Entonces ensayé varios pretextos, para poder enfrentar ese imprevisto y entre las mil excusas que inventé, encontré una: había un ladrón escondido en el agua de la acequia.
Mis padres preparaban las cosas para irnos y yo seguía sin poder articular ni una palabra. Pero, cuando nos llamaron, me paralicé. Sentí que el tiempo también se detenía. En ese lapso imaginé que mi hada madrina atraparía al ladrón y que a través de su fuerza protectora, lo obligaría a devolverme el regalo de mi abuelo. Ella también, ayudaría a que esa hermosa salida en familia, no se convirtiera un triste recuerdo de mi infancia.
Entonces, mi hermana me despabiló con un codazo y no sé en qué momento caminé.
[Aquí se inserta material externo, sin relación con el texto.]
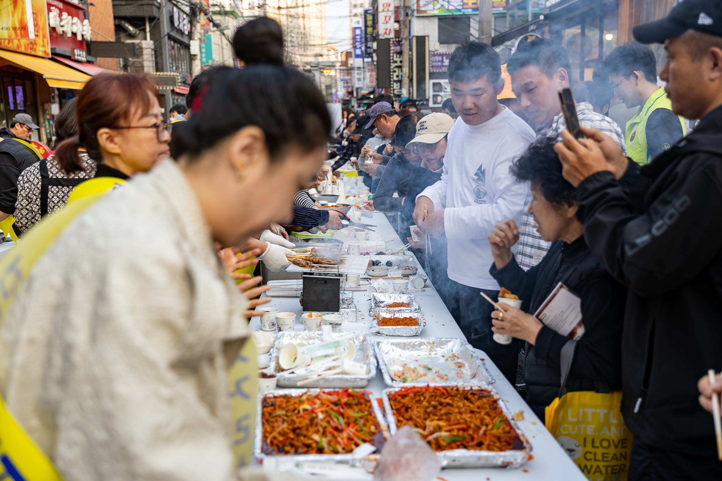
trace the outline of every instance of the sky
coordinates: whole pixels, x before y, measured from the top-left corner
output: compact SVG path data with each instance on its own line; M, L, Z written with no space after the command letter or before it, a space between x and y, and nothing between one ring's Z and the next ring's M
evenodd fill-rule
M339 44L339 51L351 48L349 0L326 0L326 41Z

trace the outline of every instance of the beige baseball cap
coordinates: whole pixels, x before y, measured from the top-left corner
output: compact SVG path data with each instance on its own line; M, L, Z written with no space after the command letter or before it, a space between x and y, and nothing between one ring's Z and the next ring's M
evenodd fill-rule
M436 144L449 133L452 127L453 119L445 113L435 112L425 115L416 124L416 136L406 144L406 147L415 142Z

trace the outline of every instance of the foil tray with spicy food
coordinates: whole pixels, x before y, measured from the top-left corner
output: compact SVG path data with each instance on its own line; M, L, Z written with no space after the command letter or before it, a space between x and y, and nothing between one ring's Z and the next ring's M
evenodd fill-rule
M499 394L490 387L482 386L458 386L459 389L477 389L484 394L491 394L497 398L498 406L502 413L505 416L505 419L502 422L507 423L511 428L513 438L511 443L511 449L505 451L489 451L482 449L445 449L437 450L436 456L444 467L519 467L526 462L531 453L531 444L526 436L519 429L519 426L514 421L511 413L507 408L506 405L500 398ZM383 409L386 414L386 419L388 421L388 429L391 436L396 434L398 429L396 425L396 418L394 415L393 409L391 407L389 396L399 392L404 388L391 387L384 389L381 393L383 400ZM417 388L418 389L418 388ZM434 389L434 388L429 388ZM438 388L437 388L438 389ZM427 423L433 424L435 420L427 418L431 421ZM456 419L454 420L456 420ZM497 420L498 422L499 420ZM419 429L418 426L416 429Z
M260 462L263 462L264 458L269 456L293 456L294 459L304 462L317 462L329 463L348 463L353 459L353 454L351 452L339 454L287 454L282 452L274 451L267 443L265 442L263 433L263 409L267 405L266 402L272 402L275 397L282 396L292 396L299 397L304 394L316 395L321 391L324 393L331 394L341 391L342 389L277 389L269 392L263 392L258 394L256 405L256 435L253 441L253 455ZM376 433L371 440L371 444L376 448L376 452L380 453L383 447L384 443L389 438L391 435L388 431L388 426L386 424L386 418L381 411L378 402L374 397L373 393L366 389L349 389L357 393L361 393L369 400L371 403L371 412L368 415L373 415L379 425L379 432Z

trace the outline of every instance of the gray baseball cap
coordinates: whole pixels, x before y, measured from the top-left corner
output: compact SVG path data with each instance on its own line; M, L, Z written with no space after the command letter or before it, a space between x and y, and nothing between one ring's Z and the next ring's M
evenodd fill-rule
M40 127L32 123L32 118L26 113L19 113L10 120L11 125L14 125L16 123L22 123L30 128L40 128Z

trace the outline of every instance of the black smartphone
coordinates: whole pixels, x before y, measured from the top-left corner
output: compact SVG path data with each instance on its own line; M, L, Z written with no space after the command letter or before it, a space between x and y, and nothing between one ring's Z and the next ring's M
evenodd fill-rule
M574 96L572 95L572 89L568 87L559 91L559 103L562 105L562 113L564 114L564 120L567 123L567 129L575 138L583 138L581 124L579 123L579 118L577 117L576 103L574 102Z

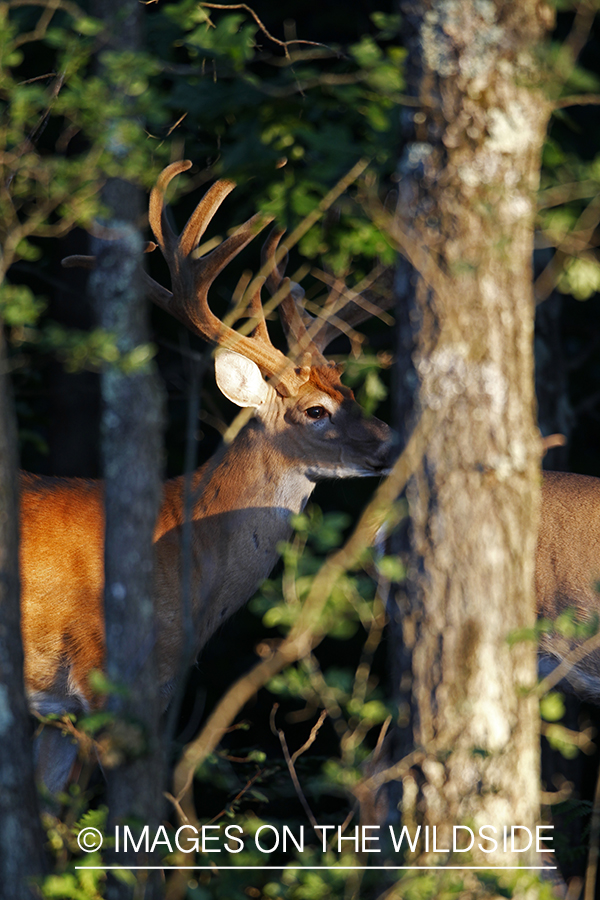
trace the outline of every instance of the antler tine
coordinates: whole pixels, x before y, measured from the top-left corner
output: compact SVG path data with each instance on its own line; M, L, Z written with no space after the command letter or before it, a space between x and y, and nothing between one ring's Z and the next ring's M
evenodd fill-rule
M189 256L192 250L195 250L198 246L198 242L206 231L209 222L212 220L223 200L234 188L235 181L228 181L225 178L221 178L206 192L181 232L179 249L184 256Z
M191 169L192 163L189 159L181 159L178 162L171 163L158 176L158 180L150 192L150 202L148 205L148 220L150 228L156 238L158 245L166 258L167 254L175 251L177 246L177 236L169 224L165 208L165 193L171 181L181 172L187 172Z
M219 244L211 253L194 259L193 251L204 234L212 216L225 197L235 187L232 181L218 181L207 191L190 216L180 237L174 233L166 217L165 192L172 179L191 167L191 162L182 160L172 163L161 173L150 194L149 221L154 236L160 246L171 273L172 292L162 287L153 278L143 273L149 298L182 322L186 328L204 340L227 347L256 363L267 375L273 376L273 385L284 396L295 395L306 383L310 370L294 366L288 358L271 343L262 305L260 288L250 299L250 305L258 319L253 337L245 337L225 325L208 305L208 290L227 263L236 256L264 228L272 217L260 213L252 216L234 234ZM150 242L146 251L154 249ZM63 261L66 266L84 265L94 268L94 257L69 257ZM259 312L260 308L260 312Z
M269 329L267 328L267 321L265 319L265 311L263 309L262 300L261 300L261 292L262 286L265 283L264 278L257 278L254 286L254 290L250 294L248 298L247 309L250 313L250 316L253 319L256 319L256 325L254 326L254 330L252 332L252 337L256 338L260 341L268 341L271 344L271 338L269 337Z

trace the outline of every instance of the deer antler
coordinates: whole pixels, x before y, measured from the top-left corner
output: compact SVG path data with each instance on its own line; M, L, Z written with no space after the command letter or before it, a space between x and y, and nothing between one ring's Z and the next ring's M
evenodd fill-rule
M189 160L171 163L161 172L150 194L150 227L169 267L172 291L144 273L148 295L157 306L182 322L190 331L220 347L235 350L255 362L265 374L273 376L273 385L279 393L294 396L308 381L310 372L306 367L294 366L271 343L262 313L260 287L250 301L251 312L258 319L258 326L251 337L245 337L225 325L208 305L208 291L217 275L272 218L257 213L240 225L222 244L206 256L196 259L194 252L202 235L223 200L235 188L235 183L225 179L217 181L206 192L178 237L167 220L165 192L172 179L187 171L191 165ZM155 245L149 244L146 249L154 248ZM91 268L94 259L68 257L63 260L63 265Z

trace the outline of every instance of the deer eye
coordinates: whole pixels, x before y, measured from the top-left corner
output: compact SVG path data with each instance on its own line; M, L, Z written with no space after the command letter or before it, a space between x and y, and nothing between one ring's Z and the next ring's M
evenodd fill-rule
M324 406L309 406L305 413L309 419L322 419L324 416L329 415Z

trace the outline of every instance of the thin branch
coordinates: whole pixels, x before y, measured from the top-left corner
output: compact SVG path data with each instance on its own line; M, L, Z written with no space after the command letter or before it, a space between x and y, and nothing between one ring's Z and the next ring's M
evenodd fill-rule
M271 710L271 731L273 732L273 734L277 735L277 737L279 738L279 743L281 744L281 749L283 750L283 758L286 761L288 771L290 773L290 778L292 779L292 783L294 785L294 790L296 791L296 794L298 795L298 800L302 804L302 808L303 808L304 812L306 813L308 821L310 822L312 827L317 828L319 823L315 819L312 809L308 805L308 800L304 796L304 791L302 790L302 787L300 786L300 782L298 780L298 775L296 773L296 767L294 766L294 758L290 756L290 751L288 750L288 745L287 745L287 741L285 739L285 734L283 733L281 728L277 728L275 725L275 714L277 712L278 707L279 707L279 704L274 703L273 709ZM326 712L325 712L325 715L327 715ZM322 721L323 718L324 717L322 715L322 718L320 719L320 721ZM316 737L316 734L315 734L315 737ZM294 756L295 756L295 754L294 754Z
M285 53L286 59L290 59L290 52L288 47L292 44L304 44L308 47L324 47L326 50L330 50L331 48L327 46L327 44L321 44L318 41L301 41L301 40L292 40L292 41L280 41L279 38L274 37L266 28L264 22L258 17L258 15L254 12L251 6L248 6L246 3L201 3L200 6L207 7L208 9L243 9L249 15L252 16L262 33L269 38L274 44L277 44L278 47L283 47L283 52Z
M561 97L552 104L553 109L566 109L568 106L597 106L600 103L600 94L573 94L571 97Z
M292 762L293 763L295 763L296 760L298 759L298 757L301 756L303 753L305 753L309 747L312 747L312 745L314 744L314 742L317 738L319 731L321 730L321 725L323 724L323 722L325 721L326 718L327 718L327 710L324 709L321 711L321 715L319 716L318 722L316 722L313 725L307 740L302 744L302 746L298 750L296 750L295 753L292 754Z
M534 688L533 693L535 696L543 697L543 695L547 694L548 691L551 691L553 687L556 687L563 678L566 678L571 669L573 669L578 662L581 662L582 659L585 659L586 656L599 648L600 631L597 634L592 635L591 638L588 638L587 641L584 641L579 647L576 647L575 650L571 650L570 653L567 653L560 664L546 675L546 677Z

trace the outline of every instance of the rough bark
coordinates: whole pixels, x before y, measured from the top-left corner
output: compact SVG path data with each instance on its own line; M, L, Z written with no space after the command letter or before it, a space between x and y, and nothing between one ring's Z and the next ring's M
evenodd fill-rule
M394 610L398 756L407 821L538 817L534 621L540 441L533 395L534 194L548 105L535 0L402 4L416 111L401 163L412 262L397 278L400 428L438 426L408 491L410 549ZM414 248L419 248L415 250ZM523 862L525 854L513 858ZM478 853L509 865L510 854ZM464 854L462 855L464 862Z
M17 436L7 365L0 322L0 893L32 900L33 879L45 865L23 688Z
M109 44L139 50L140 6L135 0L102 0ZM113 123L119 134L119 123ZM109 126L110 127L110 126ZM117 139L115 156L127 153ZM148 309L140 279L142 197L135 186L111 179L103 190L111 212L105 223L115 240L93 248L97 266L90 281L98 324L115 334L121 360L149 340ZM164 806L163 753L159 736L162 701L155 664L153 532L162 493L161 390L153 366L127 371L121 363L102 374L102 461L105 479L106 674L125 688L113 693L115 719L108 734L108 833L125 821L157 826ZM108 857L113 864L152 865L143 850ZM147 877L146 877L147 874ZM148 900L162 896L156 872L137 874L138 887L109 877L108 900L127 900L141 889ZM142 887L143 884L143 887Z
M117 223L111 225L115 228ZM142 244L133 227L119 223L118 229L118 241L97 248L92 290L100 324L118 335L119 349L127 353L148 340L138 277ZM108 704L115 715L105 758L112 833L113 826L126 818L156 824L162 808L161 703L152 598L162 415L153 370L127 374L119 365L108 368L102 376L102 398L106 673L111 682L125 688L124 694L112 694ZM119 861L123 862L122 854ZM144 863L137 860L137 864ZM107 896L128 897L130 892L129 886L114 881Z

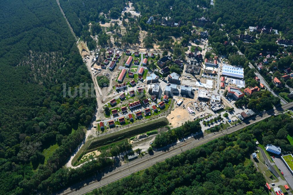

Al lado de mis padres, supe que vendrían los reproches y los retos. Les conté todo lo que me había sucedido y después nada. Ya no escuchaba. Sólo veía que los labios de mis padres se movían.
En ese instante de inconciencia, me sacudieron los gritos de mi madre, que decían:
-¡No me vengas con el cuento del hada madrina, ni que hay un ladrón escondido. - ¡Clarita, date cuenta. Perdiste el regalo de tu abuelo en esa acequia!
Pasó un rato y no hubo más gritos ni reproches. Nos fuimos los cuatro caminando. El cielo estaba totalmente despejado. Se había apoderado de mí, una pequeña sensación de paz. Yo trataba de avanzar despacio para no pisar a las hormigas. No podía evitar que mis zapatillas se embarraran en los charcos que había dejado la lluvia del día anterior y me acordé que todavía no había soplado la velita.
Mis padres llevaban los bolsos y a mí me colgaron la mochila. Mi hermana tarareaba canciones de la escuela y me miraba para que la acompañara. Atrás quedaba la música del carrito manicero, el anillo de oro con el rubí rojo de princesa y el agua saltarina. Y fue en ese momento que cambió todo. Mi hermana puso su muñeca entre mis manos y me miró para decirme:
-¡Tomá, te la regalo. Es para vos!
Yo sin pensarlo la acepté y seguimos caminando. La acurruqué fuerte en mi regazo. Con la mano derecha acariciaba sus mechones dorados. Cada tanto, acomodaba su ropita. Cuando paramos para cruzar la calle principal, vi que detrás de nosotros quedaba el parque con los portones abiertos. Recién ahí, le miré el rostro a la muñeca. Era de ojos celestes y pestañas largas, la que mi hermana me había regalado.